Artikel 28 Abs. 2 des Grundgesetzes manifestiert den Rechtsanspruch der Gemeinden, alle Angelegenheiten der örtlichen Gemeinschaft im Rahmen der Gesetze in eigener Verantwortung zu regeln. Eine Selbstverwaltungsgarantie gleicher Art enthält auch Artikel 144 der Landesverfassung der Freien Hansestadt Bremen.

Die Seestadt Bremerhaven ist eine Gemeinde in diesem Sinne. Um die Angelegenheiten der örtlichen Gemeinschaft (=Verwaltungsaufgaben) wahrnehmen zu können, bedarf es der Institution einer Verwaltungsbehörde. Diese Funktion kommt in Bremerhaven nach § 42 der Stadtverfassung dem Magistrat zu.
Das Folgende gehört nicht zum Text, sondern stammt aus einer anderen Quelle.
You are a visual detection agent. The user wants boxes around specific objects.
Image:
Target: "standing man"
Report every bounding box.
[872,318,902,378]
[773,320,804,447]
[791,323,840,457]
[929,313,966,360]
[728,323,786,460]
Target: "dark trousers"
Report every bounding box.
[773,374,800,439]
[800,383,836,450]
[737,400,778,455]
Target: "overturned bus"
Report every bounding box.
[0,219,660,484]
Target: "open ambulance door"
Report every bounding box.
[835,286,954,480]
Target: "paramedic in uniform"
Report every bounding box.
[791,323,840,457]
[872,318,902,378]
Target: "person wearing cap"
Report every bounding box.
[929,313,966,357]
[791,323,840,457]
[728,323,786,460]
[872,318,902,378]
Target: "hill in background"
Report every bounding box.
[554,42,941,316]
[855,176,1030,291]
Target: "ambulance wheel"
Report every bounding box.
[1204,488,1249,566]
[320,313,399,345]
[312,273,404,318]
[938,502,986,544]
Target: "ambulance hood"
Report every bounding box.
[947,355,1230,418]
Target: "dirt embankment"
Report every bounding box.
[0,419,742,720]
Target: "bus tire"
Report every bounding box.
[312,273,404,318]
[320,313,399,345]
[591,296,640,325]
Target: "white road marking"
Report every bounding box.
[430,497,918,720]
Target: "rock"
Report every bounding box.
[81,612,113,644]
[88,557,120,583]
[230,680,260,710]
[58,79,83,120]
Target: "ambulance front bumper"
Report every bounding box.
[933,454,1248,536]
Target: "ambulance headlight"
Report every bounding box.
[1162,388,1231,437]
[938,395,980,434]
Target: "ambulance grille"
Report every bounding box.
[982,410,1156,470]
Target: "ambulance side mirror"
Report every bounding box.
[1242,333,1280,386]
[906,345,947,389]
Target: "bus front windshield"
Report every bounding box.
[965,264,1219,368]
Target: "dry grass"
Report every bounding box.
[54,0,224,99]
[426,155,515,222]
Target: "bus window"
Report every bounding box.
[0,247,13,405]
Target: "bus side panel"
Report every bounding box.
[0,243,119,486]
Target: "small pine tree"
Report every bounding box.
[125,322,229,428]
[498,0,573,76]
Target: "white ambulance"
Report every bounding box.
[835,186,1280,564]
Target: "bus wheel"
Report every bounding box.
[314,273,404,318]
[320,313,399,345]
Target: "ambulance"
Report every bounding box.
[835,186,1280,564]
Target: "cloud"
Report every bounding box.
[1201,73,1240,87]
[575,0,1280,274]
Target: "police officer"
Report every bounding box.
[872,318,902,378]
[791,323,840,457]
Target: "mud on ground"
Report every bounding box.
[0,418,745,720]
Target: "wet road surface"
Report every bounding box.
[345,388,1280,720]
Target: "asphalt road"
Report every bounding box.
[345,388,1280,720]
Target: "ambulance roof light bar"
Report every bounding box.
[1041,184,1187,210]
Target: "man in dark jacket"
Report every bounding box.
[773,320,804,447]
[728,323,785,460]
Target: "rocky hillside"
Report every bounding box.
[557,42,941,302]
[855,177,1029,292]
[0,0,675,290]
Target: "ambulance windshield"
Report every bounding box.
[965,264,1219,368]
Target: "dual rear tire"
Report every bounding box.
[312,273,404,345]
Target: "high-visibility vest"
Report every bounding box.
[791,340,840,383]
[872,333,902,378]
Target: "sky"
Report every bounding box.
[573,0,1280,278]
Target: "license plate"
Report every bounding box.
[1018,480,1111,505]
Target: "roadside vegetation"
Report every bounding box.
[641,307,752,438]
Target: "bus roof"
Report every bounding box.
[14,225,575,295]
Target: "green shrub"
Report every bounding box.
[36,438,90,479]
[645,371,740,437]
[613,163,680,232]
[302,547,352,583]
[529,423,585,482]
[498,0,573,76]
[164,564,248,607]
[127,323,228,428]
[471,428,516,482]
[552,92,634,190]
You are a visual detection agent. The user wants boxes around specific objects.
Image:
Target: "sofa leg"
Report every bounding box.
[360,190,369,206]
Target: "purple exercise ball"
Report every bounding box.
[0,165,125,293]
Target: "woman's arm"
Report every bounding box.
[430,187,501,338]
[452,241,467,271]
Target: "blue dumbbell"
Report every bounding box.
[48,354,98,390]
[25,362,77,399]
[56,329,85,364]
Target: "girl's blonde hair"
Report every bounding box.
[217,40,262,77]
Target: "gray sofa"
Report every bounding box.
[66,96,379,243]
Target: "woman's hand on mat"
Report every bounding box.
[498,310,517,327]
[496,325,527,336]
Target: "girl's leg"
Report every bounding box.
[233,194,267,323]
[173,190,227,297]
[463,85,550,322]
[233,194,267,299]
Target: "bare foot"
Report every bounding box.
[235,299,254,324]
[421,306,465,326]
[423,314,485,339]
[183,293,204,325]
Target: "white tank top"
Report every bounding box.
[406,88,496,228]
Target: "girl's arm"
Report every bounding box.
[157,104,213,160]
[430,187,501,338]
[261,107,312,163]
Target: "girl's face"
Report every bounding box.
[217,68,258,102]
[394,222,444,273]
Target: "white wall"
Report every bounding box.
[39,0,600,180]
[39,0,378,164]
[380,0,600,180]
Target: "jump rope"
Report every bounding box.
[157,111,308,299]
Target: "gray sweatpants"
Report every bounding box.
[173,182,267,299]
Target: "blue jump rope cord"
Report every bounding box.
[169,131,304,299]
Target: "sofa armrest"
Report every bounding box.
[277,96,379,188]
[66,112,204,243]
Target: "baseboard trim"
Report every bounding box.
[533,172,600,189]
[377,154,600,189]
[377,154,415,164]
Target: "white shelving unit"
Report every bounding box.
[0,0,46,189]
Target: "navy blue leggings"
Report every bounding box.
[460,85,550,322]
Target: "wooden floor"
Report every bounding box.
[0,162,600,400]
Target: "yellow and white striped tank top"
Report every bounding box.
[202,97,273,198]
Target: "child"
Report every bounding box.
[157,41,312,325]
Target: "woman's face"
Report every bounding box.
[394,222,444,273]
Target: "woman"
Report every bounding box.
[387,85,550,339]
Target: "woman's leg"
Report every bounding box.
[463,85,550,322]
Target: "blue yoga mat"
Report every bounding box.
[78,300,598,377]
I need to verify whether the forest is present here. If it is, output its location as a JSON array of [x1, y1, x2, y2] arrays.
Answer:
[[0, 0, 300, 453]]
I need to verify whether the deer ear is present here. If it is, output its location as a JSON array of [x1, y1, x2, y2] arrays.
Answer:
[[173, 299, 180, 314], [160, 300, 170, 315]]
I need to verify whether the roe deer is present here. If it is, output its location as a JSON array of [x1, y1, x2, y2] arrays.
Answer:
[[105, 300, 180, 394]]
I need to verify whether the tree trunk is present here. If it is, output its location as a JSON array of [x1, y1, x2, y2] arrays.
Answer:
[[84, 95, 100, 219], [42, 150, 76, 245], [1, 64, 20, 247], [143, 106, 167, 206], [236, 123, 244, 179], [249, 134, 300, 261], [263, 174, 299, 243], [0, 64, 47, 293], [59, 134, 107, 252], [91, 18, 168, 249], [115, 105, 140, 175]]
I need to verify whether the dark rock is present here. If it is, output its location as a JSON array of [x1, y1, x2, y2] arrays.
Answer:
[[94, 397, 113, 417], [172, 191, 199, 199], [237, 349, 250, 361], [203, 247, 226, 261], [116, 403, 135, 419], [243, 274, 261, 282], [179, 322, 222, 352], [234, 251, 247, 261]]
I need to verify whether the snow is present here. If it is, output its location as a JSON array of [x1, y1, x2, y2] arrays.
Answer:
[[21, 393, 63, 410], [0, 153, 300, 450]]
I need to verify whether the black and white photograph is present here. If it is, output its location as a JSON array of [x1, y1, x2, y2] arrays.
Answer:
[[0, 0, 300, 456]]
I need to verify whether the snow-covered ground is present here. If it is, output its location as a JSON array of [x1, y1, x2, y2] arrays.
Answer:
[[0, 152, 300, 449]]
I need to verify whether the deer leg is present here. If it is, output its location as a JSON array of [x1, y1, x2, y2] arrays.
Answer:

Vielfalt und Komplexität der Verwaltungsaufgaben eines Gemeinwesens unserer Größenklasse lassen es geboten erscheinen, die Aufgaben umfassend zu katalogisieren, sie systematisch zu ordnen und durch eine sinnvolle Bündelung die strukturellen Voraussetzungen für eine sachgerechte Gliederung der den Vollzug tragenden Organisationseinheiten zu schaffen.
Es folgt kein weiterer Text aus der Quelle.